Atlassian bootstrapped its way to a $3.3 billion valuation while selling to a demographic that hates salespeople. Jay Simons, Atlassian's president, offers tips on how to replicate its success.
There's something different about Atlassian. The collaborative tools company, profitable and cash-flow positive for 12 years, makes money — lots of money — selling to people who hate being sold to (developers) without salespeople and seemingly without even trying. In an interview with Atlassian president Jay Simons, however, it's clear that there's no magical formula for Atlassian's success.
There's just lots of persistence and $0 in venture capital funding.
Selling sans salespeople
Atlassian generates over $200 million in revenue, with sales climbing an average of 40% annually over the last five years. Despite starting with $10,000 in "credit card funding," the company has been cash-flow positive for 12 years and is now worth a whopping $3.3 billion. Roughly 37,000 organizations use Atlassian products, up from nearly 12,000 in July 2010.
Even more impressive, the company manages to sell and do so much without a sales team. Atlassian spends just 15% to 20% of its annual revenue on sales and marketing and 35% to 40% on research and development. Rather than employ an expensive sales force, Atlassian opted to make its product inexpensive and easily acquired over the web, as co-founder and co-CEO Mike Cannon-Brookes highlighted in a 2009 presentation:
This might be a matter of necessity, given that Atlassian's primary audience has been the developer, a demographic notorious for its parsimony. Early on, Atlassian focused on what it calls "the lone genius" in the enterprise and over time has expanded its product line to help "make your people geniuses" or otherwise improve the productivity of teams. Throughout it all, the company has focused on a few core values:
- Open company, no bulls***.
- Build everything with heart and balance.

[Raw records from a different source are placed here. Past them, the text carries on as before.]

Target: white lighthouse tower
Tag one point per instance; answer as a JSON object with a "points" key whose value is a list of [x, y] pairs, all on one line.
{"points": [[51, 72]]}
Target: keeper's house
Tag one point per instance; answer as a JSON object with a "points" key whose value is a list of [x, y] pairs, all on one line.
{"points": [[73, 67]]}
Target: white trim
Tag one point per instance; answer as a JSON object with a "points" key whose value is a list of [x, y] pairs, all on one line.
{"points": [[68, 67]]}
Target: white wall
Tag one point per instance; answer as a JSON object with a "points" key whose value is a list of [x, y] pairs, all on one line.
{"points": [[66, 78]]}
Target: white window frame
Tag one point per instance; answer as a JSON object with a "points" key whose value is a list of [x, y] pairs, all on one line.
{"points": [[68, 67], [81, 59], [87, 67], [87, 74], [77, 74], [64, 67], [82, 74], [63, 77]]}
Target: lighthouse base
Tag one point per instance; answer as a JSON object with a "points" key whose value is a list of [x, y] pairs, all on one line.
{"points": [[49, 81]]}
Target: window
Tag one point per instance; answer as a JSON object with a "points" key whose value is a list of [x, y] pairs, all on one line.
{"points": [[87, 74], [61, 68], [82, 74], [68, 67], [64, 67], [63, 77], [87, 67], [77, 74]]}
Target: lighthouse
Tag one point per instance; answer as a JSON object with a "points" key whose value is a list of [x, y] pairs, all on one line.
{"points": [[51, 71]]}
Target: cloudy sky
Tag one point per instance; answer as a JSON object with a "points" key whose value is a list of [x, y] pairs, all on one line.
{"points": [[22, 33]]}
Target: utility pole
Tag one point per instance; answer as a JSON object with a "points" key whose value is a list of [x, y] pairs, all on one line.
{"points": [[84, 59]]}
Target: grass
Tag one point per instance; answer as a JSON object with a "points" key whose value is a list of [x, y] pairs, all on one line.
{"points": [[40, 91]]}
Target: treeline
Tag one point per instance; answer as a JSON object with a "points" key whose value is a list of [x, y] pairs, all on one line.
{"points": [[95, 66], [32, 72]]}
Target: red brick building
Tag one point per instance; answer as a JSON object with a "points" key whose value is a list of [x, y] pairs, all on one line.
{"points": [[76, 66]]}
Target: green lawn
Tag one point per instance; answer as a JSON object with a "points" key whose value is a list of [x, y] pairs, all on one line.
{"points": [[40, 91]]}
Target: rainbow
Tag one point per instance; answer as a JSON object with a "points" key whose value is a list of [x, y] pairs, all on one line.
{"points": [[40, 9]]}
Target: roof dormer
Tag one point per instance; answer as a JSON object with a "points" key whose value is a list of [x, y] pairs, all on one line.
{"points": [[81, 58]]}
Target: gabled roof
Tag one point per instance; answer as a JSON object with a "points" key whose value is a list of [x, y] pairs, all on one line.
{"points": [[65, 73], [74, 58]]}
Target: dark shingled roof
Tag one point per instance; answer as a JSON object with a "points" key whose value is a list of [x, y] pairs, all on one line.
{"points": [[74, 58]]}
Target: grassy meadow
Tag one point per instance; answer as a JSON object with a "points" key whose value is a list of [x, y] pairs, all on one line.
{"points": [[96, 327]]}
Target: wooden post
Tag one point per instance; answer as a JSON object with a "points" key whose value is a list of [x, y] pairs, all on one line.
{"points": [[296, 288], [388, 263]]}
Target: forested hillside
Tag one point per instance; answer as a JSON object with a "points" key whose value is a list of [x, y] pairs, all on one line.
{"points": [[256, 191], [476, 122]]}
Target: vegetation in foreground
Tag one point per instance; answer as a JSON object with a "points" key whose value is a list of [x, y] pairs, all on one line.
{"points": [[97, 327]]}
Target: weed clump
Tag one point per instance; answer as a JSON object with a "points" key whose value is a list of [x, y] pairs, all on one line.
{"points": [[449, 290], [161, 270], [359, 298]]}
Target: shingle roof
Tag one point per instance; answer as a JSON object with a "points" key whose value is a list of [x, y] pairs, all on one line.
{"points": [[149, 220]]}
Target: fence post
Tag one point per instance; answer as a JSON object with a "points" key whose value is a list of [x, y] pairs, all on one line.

- Don't f*** the customer.
- Play as a team.
- Be the change you seek.
Importantly, as Simons stressed to me, this model and these values depended on Atlassian being able to chart its own course, removed from the stress most startups assume when they take on venture capital.
The genius of bootstrapping
Most startups today hunger for gargantuan piles of venture capital. Atlassian has never taken a penny. While the company has taken money from Accel ($60 million) and T.Rowe Price ($150 million), in both cases, it was to provide liquidity to employees, not to fund operations.
Simons told me this meant that Atlassian "didn't have the influence early on to grow faster than [it] organically would." Instead, the company could focus on acquiring and serving as many customers as possible," creating "a wonderful chemistry that is pretty precious."
Part of that "chemistry" is the ability to sell at a lower price point than might otherwise seem prudent — or to hold firm on pricing, even as its enterprise customers demand discounts.
Atlassian charges a perpetual license fee with ongoing maintenance of 50% each year. High-growth customers might start spending under $10,000 in their first year but can see their bill jump to $50,000 in the second year, and growth can continue to accelerate at this pace. Several hundred Atlassian customers fit this pattern.
As Simons told me, once customers hit a certain spend — say, $500,000 per year — they often ask for an enterprise license. In the standard enterprise software world, this might mean $1,000,000 for a three-year agreement. But, insists Simons, this sort of arrangement means "The customer expects us to forgo future earnings, which doesn't make sense for us."
So Atlassian says "No."
While the company agonizes over whether this means it might be "screwing its customer," ultimately, the right thing for the customer and for Atlassian is to deal with customers openly, honestly, and predictably.
"Every time we've said no, we've been right. You simply can't get our quality of software at our price point. So, customers come back to us even when they say they're going to pull the plug."
Simons was also quick to add that customers appreciate that Atlassian's model charges customers when they actually derive value. Unlike the traditional enterprise sales model, where a salesperson is incentivized to get as much money upfront as possible and then largely forget the customer, the Atlassian model forces it to continuously deliver value and charge accordingly.
Plan for the long term
Atlassian can afford to take this measured, firm approach because it's under no pressure to some external board to hit artificial growth targets. It is beholden only to its customers and to its employees.
This, ultimately, is Atlassian's great secret. Because it has no obligations to VCs, it can think long term. As Simons points out, "Nothing any of us can do to affect the quarter now. It was baked three quarters ago. This forces us to think several quarters out."
Some companies talk about this long-term approach but "it's really hard to create if, from the beginning, you're creating a quarter-driven entity."
For those companies that have already taken a lot of venture money, perhaps the best way to get to Atlassian's freedom is to become profitable, and soon. The more profitable the company, the less it needs to depend on outsiders to guide inside decisions.